I noticed him swallow before he spoke. His apple bobbing under his chin, the ER doc swallowed, then furrowed his brow. He brought his hand to his bearded chin, stroked it three times. Spoke. Words are powerful. Some words suck the air out a room.

With my bottom plastered to a plastic chair, I was every bit of how God made me. I am my father’s daughter.

I am intuitive. So when the doctor speaks, I am reading body language and hearing the word lesion, knowing the spots on his back have brought my Daddy to this day. My Daddy pushed through days of getting weaker before he gave in and went for help.

The hospital staff, history after history, asked him about his previous stays in the hospital.

He tells them he’s never been in a hospital. Never. He wasn’t even born in a hospital.

The night passes and the big gun comes in tells him the likely diagnosis. The confirming tests won’t be back for a couple of days. But the big gun knows---and we know he knows. We must accept what is common to man but it is never easy. Never.

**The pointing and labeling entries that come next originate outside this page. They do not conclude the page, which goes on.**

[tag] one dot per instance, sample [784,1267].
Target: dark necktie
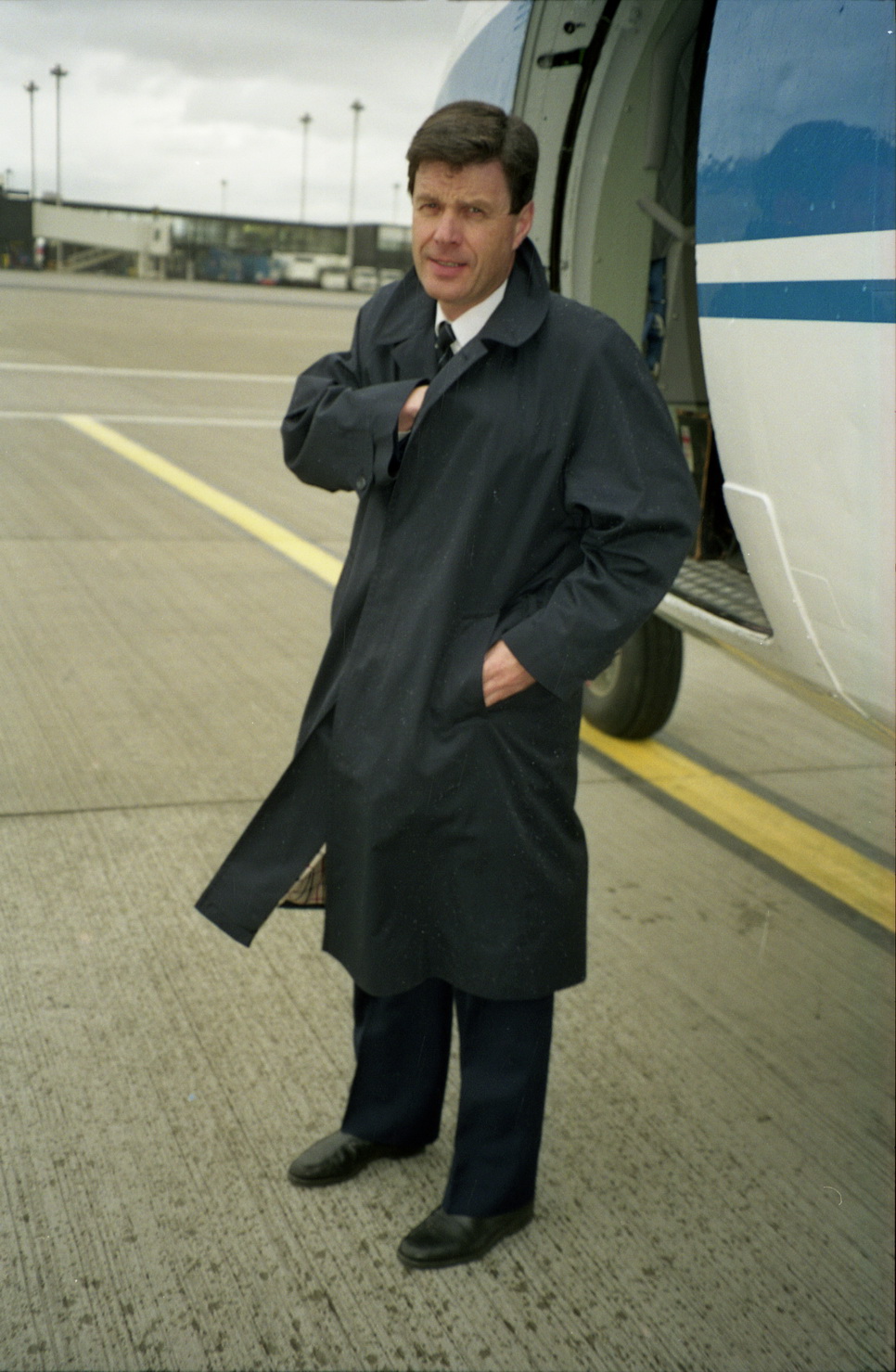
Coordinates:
[443,340]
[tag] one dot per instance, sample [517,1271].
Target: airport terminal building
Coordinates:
[131,240]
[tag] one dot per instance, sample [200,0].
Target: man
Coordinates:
[523,506]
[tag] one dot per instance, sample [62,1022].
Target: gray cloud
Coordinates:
[166,99]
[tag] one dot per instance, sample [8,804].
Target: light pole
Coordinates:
[305,121]
[355,108]
[58,71]
[31,89]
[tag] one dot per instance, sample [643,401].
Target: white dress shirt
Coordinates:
[468,324]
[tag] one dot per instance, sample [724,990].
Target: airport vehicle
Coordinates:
[324,269]
[718,176]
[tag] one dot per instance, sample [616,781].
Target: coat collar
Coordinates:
[411,312]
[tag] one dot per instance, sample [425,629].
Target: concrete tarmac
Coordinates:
[716,1172]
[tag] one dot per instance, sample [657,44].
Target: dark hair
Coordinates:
[469,131]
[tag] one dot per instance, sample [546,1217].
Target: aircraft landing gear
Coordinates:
[634,696]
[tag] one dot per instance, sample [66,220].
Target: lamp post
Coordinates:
[355,108]
[58,71]
[305,121]
[31,89]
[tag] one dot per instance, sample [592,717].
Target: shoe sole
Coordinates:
[346,1176]
[426,1265]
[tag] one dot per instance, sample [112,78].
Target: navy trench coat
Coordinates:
[543,498]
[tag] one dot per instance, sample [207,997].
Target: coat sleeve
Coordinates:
[340,431]
[632,498]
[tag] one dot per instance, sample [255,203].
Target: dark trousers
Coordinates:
[403,1047]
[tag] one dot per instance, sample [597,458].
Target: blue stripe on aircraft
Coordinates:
[798,134]
[855,302]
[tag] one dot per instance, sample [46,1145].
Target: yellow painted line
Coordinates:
[314,558]
[824,862]
[821,861]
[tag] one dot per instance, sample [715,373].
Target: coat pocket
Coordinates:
[457,689]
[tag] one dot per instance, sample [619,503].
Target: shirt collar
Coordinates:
[468,324]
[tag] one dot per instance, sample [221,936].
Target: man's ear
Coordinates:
[523,224]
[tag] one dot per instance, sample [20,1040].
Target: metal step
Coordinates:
[724,590]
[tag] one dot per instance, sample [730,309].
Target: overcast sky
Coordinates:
[166,99]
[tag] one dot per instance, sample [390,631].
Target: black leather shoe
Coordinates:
[339,1157]
[445,1239]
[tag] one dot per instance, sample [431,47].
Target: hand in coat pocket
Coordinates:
[503,673]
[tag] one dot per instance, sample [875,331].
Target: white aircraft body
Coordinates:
[719,177]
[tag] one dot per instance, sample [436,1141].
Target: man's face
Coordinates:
[464,234]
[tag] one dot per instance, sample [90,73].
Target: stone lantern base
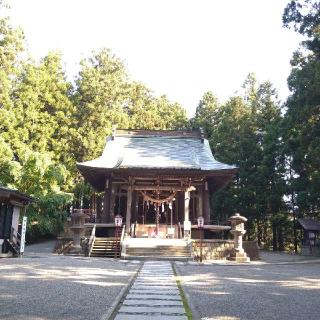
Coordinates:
[239,257]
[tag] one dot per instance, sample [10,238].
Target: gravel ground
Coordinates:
[267,291]
[47,287]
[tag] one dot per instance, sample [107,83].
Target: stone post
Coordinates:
[77,227]
[237,230]
[106,202]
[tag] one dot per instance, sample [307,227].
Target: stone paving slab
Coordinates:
[148,287]
[151,291]
[153,296]
[154,309]
[154,303]
[148,317]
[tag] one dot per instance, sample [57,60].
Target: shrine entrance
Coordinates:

We are out here in the middle of America but the best clinic in the world for his cancer is an hour up the road at the teaching hospital. And “best in the world” isn’t cliché. It’s true. And we are thankful, so thankful, for the provision because there’s not much we have to brag about being famous for around here, except for being home to the world’s largest retailer, for the man who dreamed his dream just up the road from here (who incidentally battled the same disease), and for a place called Hope that grows giant watermelons and politicians.

My Daddy grew up walking behind a mule in a cotton field. He went to the world when I was in my twenties living in exotic places, working. Places he never dreamed he’d see. Never. He worked until he retired. Two weeks into retirement, he decided he liked the change of pace. Since then, he’s been home tending cows and playing golf---until a week ago Thursday.

Now he’s sick and I am doing what I thought I would never do. Never. Not because I was unwilling but because I wouldn’t go there. Why? It is a waste of time thinking on things and how life might play out until the ball is thrown into your court and you have to run the play.

We haven’t run this way before. Never. But we’re still running even though we are stumbling through a step at time, at times a breath at time. We will run beside him until we finish this course.

And we will be grateful in all things and expect miracles because nothing is impossible with God. Nothing.

As hard as it is tell this story, to be living it with someone you love, there is comfort in knowing that others know this path well and will help us along the way. Mostly, if you believe in the power of prayer, would you lift my Dad before the Throne of Grace. We are praying for healing. Always.